Is this a sensible and holistic policy that promotes individual freedom, a healthy work-life balance and gender equality? Or is it a nefarious way of ensuring young kids become indoctrinated into a Swedish way of life at the earliest possible age? Again that’s an argument for another place, but those kids in the hi-vis vests are so cute they might make the whole brainwashing thing worthwhile.
The other pillar of raising young kids is the ample parental leave that new parents are entitled to, while continuing to receive the majority of their salaries. There is a hefty amount of red-tape involved, but these benefits are available to all residents from EU countries (insert here: Brexit lament/mocking comment about the unsustainability of European social provisions).

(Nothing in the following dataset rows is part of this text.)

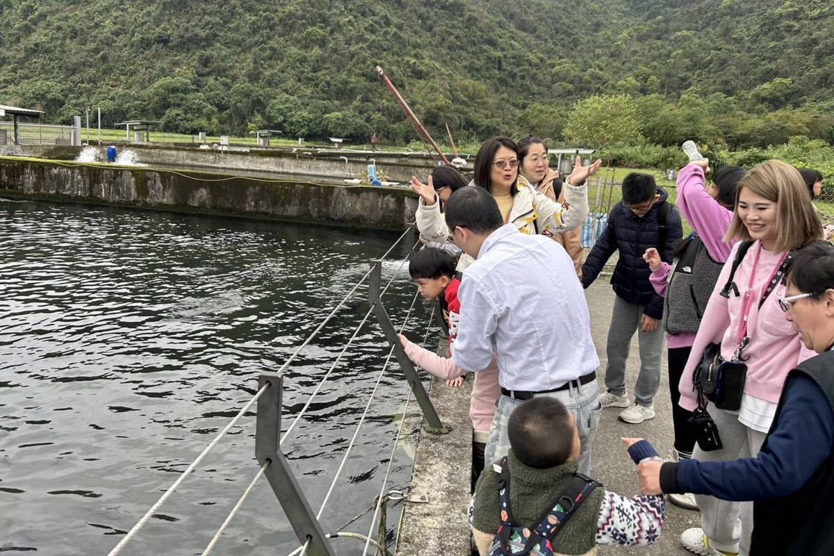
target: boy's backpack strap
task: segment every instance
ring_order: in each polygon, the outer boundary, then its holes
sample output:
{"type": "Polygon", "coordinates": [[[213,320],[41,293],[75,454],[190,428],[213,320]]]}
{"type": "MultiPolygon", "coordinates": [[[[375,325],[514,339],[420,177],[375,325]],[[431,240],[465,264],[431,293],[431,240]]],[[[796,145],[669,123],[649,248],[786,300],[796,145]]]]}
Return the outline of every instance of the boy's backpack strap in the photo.
{"type": "Polygon", "coordinates": [[[600,483],[596,481],[581,473],[574,473],[570,480],[568,481],[567,486],[556,498],[553,508],[538,520],[539,525],[530,531],[530,536],[525,542],[524,548],[520,552],[512,552],[510,549],[510,538],[512,534],[512,529],[505,527],[502,523],[501,528],[498,531],[498,537],[500,539],[500,548],[504,551],[503,553],[526,556],[543,540],[548,543],[552,541],[556,533],[561,530],[561,526],[570,518],[591,491],[598,486],[600,483]]]}
{"type": "Polygon", "coordinates": [[[663,252],[663,246],[666,244],[666,221],[669,220],[669,213],[672,210],[672,206],[668,201],[664,201],[657,209],[657,248],[663,252]]]}
{"type": "Polygon", "coordinates": [[[730,276],[727,278],[727,282],[724,284],[724,288],[721,290],[721,297],[729,298],[731,291],[736,293],[736,296],[740,295],[738,286],[732,280],[736,277],[736,271],[738,269],[738,266],[741,264],[744,256],[747,254],[752,244],[752,241],[746,240],[741,242],[741,245],[738,246],[738,251],[736,252],[736,258],[733,259],[732,267],[730,268],[730,276]]]}
{"type": "Polygon", "coordinates": [[[498,498],[501,508],[501,525],[513,527],[513,510],[510,505],[510,465],[507,457],[501,459],[501,473],[498,479],[498,498]]]}
{"type": "Polygon", "coordinates": [[[565,491],[559,496],[556,504],[541,519],[536,533],[541,538],[552,541],[594,488],[599,486],[600,483],[590,477],[579,473],[574,473],[565,491]]]}
{"type": "Polygon", "coordinates": [[[498,481],[499,508],[500,508],[501,524],[498,528],[498,539],[500,542],[500,548],[505,554],[512,554],[513,551],[510,546],[510,540],[513,533],[512,507],[510,504],[510,465],[507,463],[507,457],[501,459],[501,477],[498,481]]]}

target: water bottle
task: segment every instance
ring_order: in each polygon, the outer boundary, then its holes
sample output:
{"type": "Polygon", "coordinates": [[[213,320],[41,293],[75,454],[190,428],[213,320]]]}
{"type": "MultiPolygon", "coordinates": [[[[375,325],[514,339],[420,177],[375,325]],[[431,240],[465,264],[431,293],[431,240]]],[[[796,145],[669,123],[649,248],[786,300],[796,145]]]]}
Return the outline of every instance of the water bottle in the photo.
{"type": "Polygon", "coordinates": [[[686,142],[681,145],[681,148],[682,148],[683,152],[686,153],[687,157],[689,157],[689,162],[691,163],[704,159],[704,157],[698,152],[698,146],[695,144],[695,141],[686,142]]]}

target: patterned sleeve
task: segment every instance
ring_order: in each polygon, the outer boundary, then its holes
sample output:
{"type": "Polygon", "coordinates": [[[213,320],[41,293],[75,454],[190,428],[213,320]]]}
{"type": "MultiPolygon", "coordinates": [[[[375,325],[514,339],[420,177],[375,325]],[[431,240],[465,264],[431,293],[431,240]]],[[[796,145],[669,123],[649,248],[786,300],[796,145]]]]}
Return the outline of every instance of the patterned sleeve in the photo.
{"type": "Polygon", "coordinates": [[[661,537],[666,516],[663,496],[633,498],[606,490],[597,522],[597,544],[653,544],[661,537]]]}

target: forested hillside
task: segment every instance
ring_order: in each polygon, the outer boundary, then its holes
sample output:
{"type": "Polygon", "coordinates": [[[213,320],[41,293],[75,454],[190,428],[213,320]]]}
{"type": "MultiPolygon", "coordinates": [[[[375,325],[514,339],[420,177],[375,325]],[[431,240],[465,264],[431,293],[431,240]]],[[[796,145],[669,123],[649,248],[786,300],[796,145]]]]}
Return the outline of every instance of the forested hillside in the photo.
{"type": "Polygon", "coordinates": [[[829,0],[0,0],[0,103],[168,131],[559,140],[574,103],[634,98],[651,143],[831,141],[829,0]]]}

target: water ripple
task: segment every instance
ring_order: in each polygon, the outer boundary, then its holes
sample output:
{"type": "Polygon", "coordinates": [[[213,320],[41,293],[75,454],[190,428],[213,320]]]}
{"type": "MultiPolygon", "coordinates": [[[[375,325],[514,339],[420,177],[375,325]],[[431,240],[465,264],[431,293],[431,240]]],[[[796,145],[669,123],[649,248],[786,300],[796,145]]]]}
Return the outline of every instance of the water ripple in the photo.
{"type": "MultiPolygon", "coordinates": [[[[249,400],[258,373],[277,370],[395,238],[0,199],[0,453],[12,463],[0,468],[0,550],[105,553],[249,400]]],[[[396,278],[385,300],[395,322],[414,293],[401,262],[383,269],[396,278]]],[[[284,427],[364,315],[365,296],[360,288],[288,368],[284,427]]],[[[420,307],[409,330],[427,317],[420,307]]],[[[386,354],[369,323],[284,446],[315,508],[386,354]]],[[[325,526],[378,492],[406,391],[394,363],[325,526]]],[[[154,516],[134,553],[204,548],[257,472],[253,415],[154,516]]],[[[392,487],[410,478],[399,457],[392,487]]],[[[224,553],[295,548],[265,482],[251,498],[224,553]]]]}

There is even a bonus equality payment, to encourage fathers to take equal parental leave. If the presence of earnest-looking men around parks and playgrounds is any indication, this policy seems to be working. This brings to mind the (ok, yes, almost certainly apocryphal) story of an American visitor returning from Malmö and reporting on its renowned social liberalism; “It’s amazing, there are gay au-pairs everywhere!”